The Threat of Heaven and the Promise of Hell

“So Rob, tell me; are you a God-fearing man?”

Almost twenty years ago in Nashville, I was having lunch with one of my rep agencies.  There were about eight of us.  When my salad came, I began to eat it while conversing with the group.  As their salads came, they waited for everyone to get theirs and when they did, they all bowed their heads, while one of the guys said a prayer, blessing the food.  Out of respect, I paused and remained quiet.  Cool?

Mmm, not for that guy.  This “man of God” had a bit of a superiority complex.  A self-righteousness that gave him a higher human status than others.  Pretty common.  You know this guy.  He’s on your HOA board, always the one talking at school events, and he’s letting eight cars go in front of him, because he’s being “nice”, while holding up an entire line of traffic that has a green light.  Yeah, that guy.

He knows better than you.  He’s smarter too.  He’s a parent; your parent; everyone’s parent.  He talks at you, not with you.  He’s fucking annoying.

Back to the salad.  Just before he took his first bite, he asks across the table with ultimate smugness, “So Rob, tell me; are you a God-fearing man?”  Yep, the table is silent and all eyes on me.  I simply responded, “I have no reason to fear God.”

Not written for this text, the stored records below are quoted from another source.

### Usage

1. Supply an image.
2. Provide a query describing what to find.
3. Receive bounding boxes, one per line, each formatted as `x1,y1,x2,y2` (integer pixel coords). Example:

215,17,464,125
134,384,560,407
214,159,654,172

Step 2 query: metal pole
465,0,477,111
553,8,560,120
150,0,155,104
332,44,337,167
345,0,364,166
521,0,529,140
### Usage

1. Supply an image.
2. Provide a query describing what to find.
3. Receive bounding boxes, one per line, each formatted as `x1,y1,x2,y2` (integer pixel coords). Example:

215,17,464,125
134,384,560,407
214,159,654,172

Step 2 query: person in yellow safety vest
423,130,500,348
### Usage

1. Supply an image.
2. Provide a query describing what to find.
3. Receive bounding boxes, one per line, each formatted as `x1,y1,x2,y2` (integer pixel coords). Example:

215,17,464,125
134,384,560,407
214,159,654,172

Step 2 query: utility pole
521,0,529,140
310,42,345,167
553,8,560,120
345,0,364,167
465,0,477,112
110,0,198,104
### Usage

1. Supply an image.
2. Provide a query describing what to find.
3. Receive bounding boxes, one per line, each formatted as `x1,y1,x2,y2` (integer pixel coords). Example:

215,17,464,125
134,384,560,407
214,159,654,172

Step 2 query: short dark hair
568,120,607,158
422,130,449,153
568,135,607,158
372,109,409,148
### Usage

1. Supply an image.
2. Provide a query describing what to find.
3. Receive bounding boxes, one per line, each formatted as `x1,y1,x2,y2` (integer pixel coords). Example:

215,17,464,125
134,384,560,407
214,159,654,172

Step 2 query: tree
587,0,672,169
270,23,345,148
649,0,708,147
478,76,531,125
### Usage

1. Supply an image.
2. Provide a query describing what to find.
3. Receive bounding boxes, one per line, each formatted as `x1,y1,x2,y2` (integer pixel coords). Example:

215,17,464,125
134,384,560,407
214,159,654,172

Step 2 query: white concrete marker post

Nice try. And what a shitty thing to do.  I dropped them as an agency and life went on happily ever after.  I have no room for that kind of shit in this life and no amount of business is worth it.  I don’t think God’s a fan of it either.

I don’t need the threat of heaven or the promise of hell to be a good person.

If we’re practicing good behavior, because of the promise of a prize or punishment after death, then that goodness isn’t genuine.  It’s not real.  It’s deceptive and it’s value is shit.  Authenticity is important.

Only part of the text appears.